The investment on building maintenance represents almost half of the total turnover of the construction industry and such reduction of resources has a direct effect on a nation’s economy. Recent studies have shown that the main factors that lead to building operations and maintenance problems are due to faulty designs, faulty construction, financial factors and maintenance related defects. The lack of maintainability considerations during the design and construction stages lead to building defects which account for expenditures of billions of dollars throughout the building’s lifecycle.

More so, the potentially unsafe conditions of buildings (specifically on high rise building façades) can be detrimental to the lives and health of construction workers, and may even jeopardise public safety and surrounding properties if left unaddressed. Building maintainability has been identified as an indicator of sustainability (ISO 21929-1) due to its overarching impact on the building function, its users, and the environment. It is an effective strategy in improving building performance while minimising the costs and resources required for a building to function efficiently throughout its lifespan, thereby helping transform the built environment sector towards higher productivity.

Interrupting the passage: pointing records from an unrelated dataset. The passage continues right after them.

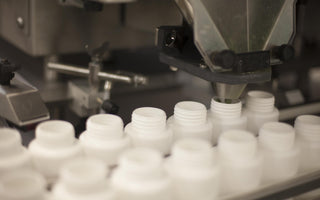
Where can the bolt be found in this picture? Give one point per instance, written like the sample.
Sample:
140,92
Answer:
171,39
20,22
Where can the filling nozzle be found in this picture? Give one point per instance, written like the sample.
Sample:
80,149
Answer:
228,91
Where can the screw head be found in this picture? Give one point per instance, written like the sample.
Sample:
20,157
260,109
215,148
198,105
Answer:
20,22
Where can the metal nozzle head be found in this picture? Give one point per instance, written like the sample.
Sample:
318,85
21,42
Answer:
227,91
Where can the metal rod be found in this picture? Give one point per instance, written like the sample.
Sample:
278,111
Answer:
78,71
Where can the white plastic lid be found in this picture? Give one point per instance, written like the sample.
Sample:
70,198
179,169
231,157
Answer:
226,110
190,113
105,126
141,162
10,141
237,145
308,126
149,119
21,185
260,101
83,174
277,136
55,133
193,152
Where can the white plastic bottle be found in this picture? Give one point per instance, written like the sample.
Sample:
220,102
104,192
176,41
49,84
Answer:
141,176
308,138
194,170
280,154
259,110
22,184
226,116
104,138
190,121
148,129
54,144
83,179
12,154
240,162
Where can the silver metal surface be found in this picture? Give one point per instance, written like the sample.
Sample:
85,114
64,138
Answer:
239,25
293,112
78,71
21,103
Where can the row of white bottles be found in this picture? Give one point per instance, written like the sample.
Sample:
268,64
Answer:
194,170
12,154
54,144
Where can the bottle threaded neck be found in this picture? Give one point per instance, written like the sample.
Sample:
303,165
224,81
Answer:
104,126
190,113
148,119
308,127
277,136
260,101
225,110
237,145
55,133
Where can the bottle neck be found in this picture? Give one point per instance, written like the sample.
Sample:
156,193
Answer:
189,113
225,110
105,126
55,133
260,101
149,120
277,136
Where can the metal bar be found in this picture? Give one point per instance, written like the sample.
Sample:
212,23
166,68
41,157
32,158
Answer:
300,184
290,113
78,71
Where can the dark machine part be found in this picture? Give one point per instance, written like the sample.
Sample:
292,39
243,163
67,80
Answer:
85,4
236,48
110,107
177,49
7,70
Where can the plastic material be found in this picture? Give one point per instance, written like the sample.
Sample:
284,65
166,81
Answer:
141,176
308,138
83,178
54,144
104,138
260,110
240,162
194,170
280,155
148,129
12,154
226,116
190,121
22,185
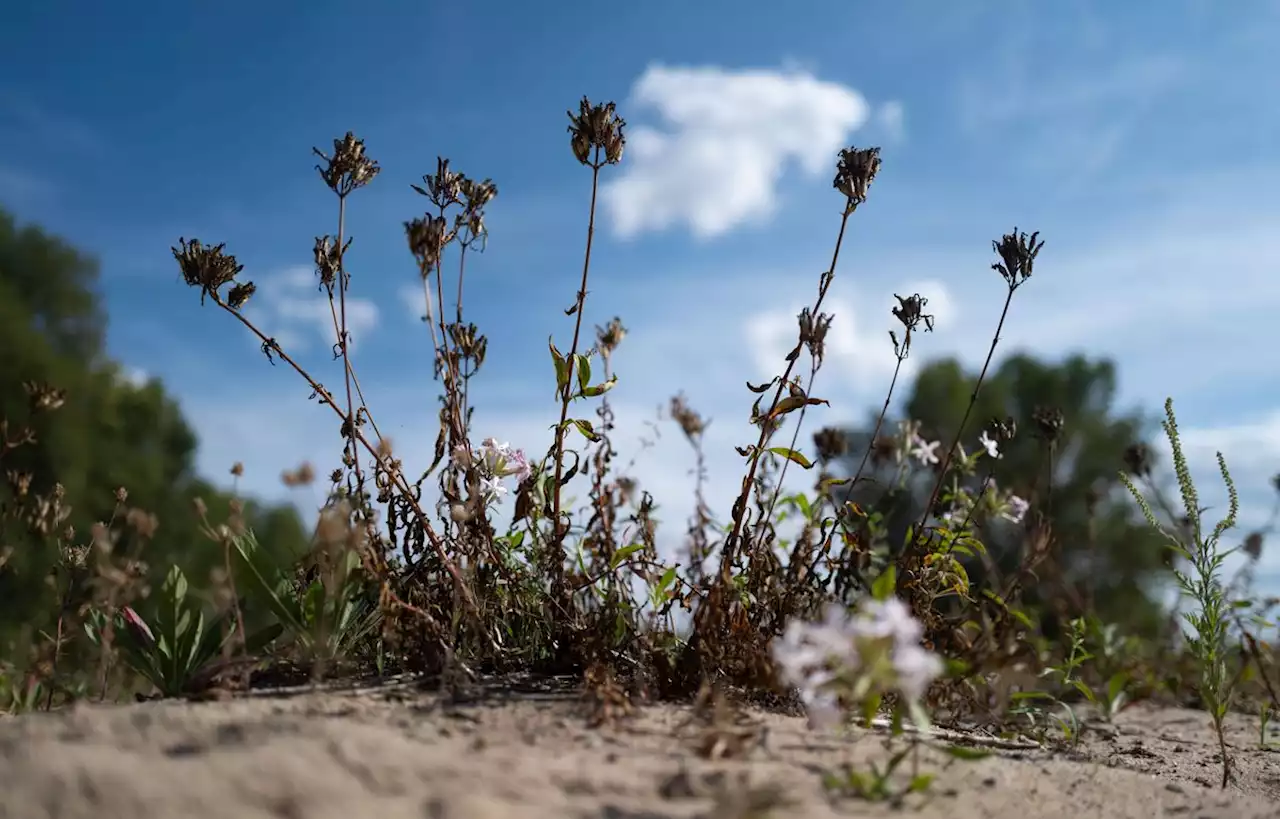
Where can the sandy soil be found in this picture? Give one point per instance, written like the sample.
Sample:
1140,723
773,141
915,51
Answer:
396,751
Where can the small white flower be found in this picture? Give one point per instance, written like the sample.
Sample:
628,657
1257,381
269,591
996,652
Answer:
926,452
891,618
1015,509
917,668
493,488
517,465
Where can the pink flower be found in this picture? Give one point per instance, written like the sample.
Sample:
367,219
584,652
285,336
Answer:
137,623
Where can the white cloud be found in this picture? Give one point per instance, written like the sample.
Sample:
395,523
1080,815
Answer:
859,353
727,138
414,301
291,307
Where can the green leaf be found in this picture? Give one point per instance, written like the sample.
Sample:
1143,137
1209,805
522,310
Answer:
920,782
792,456
561,367
1083,687
624,553
585,428
599,389
886,584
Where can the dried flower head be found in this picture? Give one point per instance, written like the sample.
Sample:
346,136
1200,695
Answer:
426,239
206,268
1048,422
1016,256
1002,430
855,170
42,397
348,168
690,422
328,259
597,127
813,333
608,337
443,187
240,294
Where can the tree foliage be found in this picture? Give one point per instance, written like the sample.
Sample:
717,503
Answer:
1101,552
110,433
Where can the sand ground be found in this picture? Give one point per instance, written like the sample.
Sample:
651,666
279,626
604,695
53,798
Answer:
398,750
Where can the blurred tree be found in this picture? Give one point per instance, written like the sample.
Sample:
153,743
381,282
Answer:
1104,556
112,433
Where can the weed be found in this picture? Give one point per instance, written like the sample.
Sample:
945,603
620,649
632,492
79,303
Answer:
872,589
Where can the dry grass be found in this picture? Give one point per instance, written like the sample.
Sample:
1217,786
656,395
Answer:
398,584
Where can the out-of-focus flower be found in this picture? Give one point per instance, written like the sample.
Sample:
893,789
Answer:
517,466
1015,508
137,623
493,488
926,452
851,654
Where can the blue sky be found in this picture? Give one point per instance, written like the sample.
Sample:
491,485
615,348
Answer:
1141,143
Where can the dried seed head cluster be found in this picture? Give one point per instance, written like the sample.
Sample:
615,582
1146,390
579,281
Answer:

For more than 25 years, Prof. Michael Yit Lin Chew and his team continue to study the maintainability issues of various categories of buildings under tropical conditions, as well as spearheaded the integration of maintainability, with green facilities management (FM) in mind throughout the life cycle of a facility, right from the planning/ design stage. The goal is to improve the standard and quality of design, construction and maintenance practices; as well as to achieve optimum performance throughout the lifespan of a facility within the minimum life cycle cost. Improving the knowledge of maintainability and setting maintainability benchmarks are the two key strategies set out for the integration of maintainability and green FM. The goal is fulfilled with the development of tools such as a comprehensive defect library, a material manual, a maintainability scoring system, and the Design for Maintainability guidelines which serve to establish a benchmark for quality design and construction, and maintenance best practices.